Satu aspek marjinalisasi ini adalah kekerasan dan diskriminasi yang dihadapi kaum perempuan Kristen, yang diperlihatkan dengan sikap intoleransi terhadap keterbukaan dan nilai-nilai modern, kata suster itu, dari Kongregasi Suster-Suster Cinta Kasih Yesus dan Maria (KYM). Sikap masyarakat yang diperlihatkan itu merupakan bagian dari "Talibanisasi" masyarakat Pakistan, katanya.
Lebih dari 95 persen dari 160 penduduk Pakistan adalah Muslim, sementara umat Kristiani berjumlah kurang dari 1 persen.
Suster Jamal, 50, telah mengajar selama 28 tahun di sekolah-sekolah Katolik seluruh negeri itu. Ia juga berperan sebagai koordinator kaum muda di Keuskupan Agung Lahore dan Keuskupan Faisalabad selama 25 tahun.

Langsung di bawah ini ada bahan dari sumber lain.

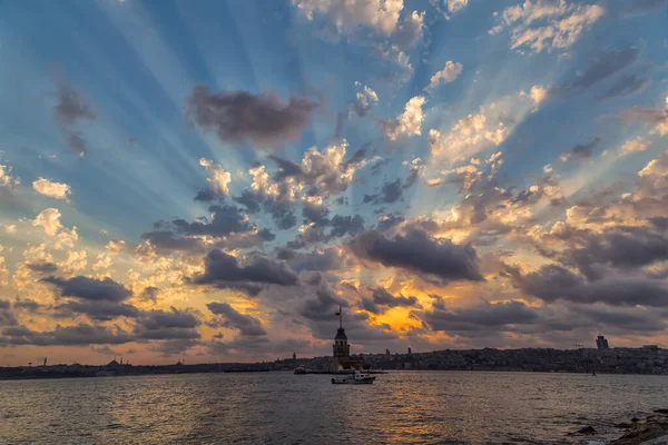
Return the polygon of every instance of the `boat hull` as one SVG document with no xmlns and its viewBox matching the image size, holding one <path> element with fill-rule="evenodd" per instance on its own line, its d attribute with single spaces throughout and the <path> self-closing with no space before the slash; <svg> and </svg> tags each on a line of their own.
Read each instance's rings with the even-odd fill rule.
<svg viewBox="0 0 668 445">
<path fill-rule="evenodd" d="M 332 378 L 332 385 L 371 385 L 375 377 L 355 379 L 355 378 Z"/>
</svg>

Berikut ini adalah komentarnya untuk UCA News:
Setelah pengumuman tahunan kelulusan siswa, saya pergi mengunjungi gadis-gadis kecil kelas dua untuk menyampaikan selamat kepada mereka atas keberhasilan mereka dalam ujian tahunan itu. Namun, saya merasa bahwa mereka tidak memancarkan kebahagiaan yang spontan seperti biasanya.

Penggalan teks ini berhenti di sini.